Anyhoo … i didnt get much sleep the night before and kept on imagining myself inside the scanner, trying to figure out a way that’d be easier for me to cope with.
So the thing i was most worried about was it touching my arms. I could only come up with imagining my partner hugging me tight for a while and maybe pretending it wasnt a tube but maybe it had an open top and i could see the sky. I also wore a thin tee shirt because last time i had a chunky jumper on an i thought maybe thats what made the tube feel tighter.
Soo, when i got there i also asked the guy doing it if he could talk to me at each stage of scanning. He agreed and offered a ‘periscope’ attached to the head cage so i could see outside the scanner by my feet.
I only agreed to it just in case my curiosity got the better of me and i opened my eyes.
I tried it before i was inside the scanner though and all i could see being a larger lady was my boobs haha … so my eyes stayed firmly closed.
So they let me do deep breaths and psych myself up before they put me in. They did it slowly and i concentrated on my partner hugging me, i think the periscope thingy also brought in some light from the room so through my eyelinds it was bright which helped me thinking the sky was above me.
The guy said at every stage through the headphones how many minutes the scans were so i counted each one down.
It was over very quickly in my head even though it was 20 minutes.

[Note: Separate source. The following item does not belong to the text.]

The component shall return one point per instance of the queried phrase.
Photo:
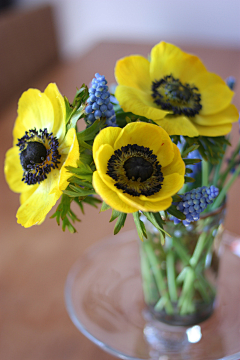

They just did my head.
After i got out and was on my way home my legs turned to jelly and i was shaking like a leaf. I dont know if it was just relief or maybe the meds had only just then kicked in, im unsure because they didnt affect my head at all. Then i went to lie down and fell asleep for a good few hours.
Anyways, its alll done now thank god. I have no idea when i’ll get the results or another appointment, so its just a waiting game now.
Hi Smurf … you got 6! Wow! Im jealous haha, I think ill be asking my gp for more then if i have to ever go through that again.
Theres nothing worse than staff who dont care Is there and ive had plenty of them, especially consultants who are trying to be the big i am’s in front of student staff.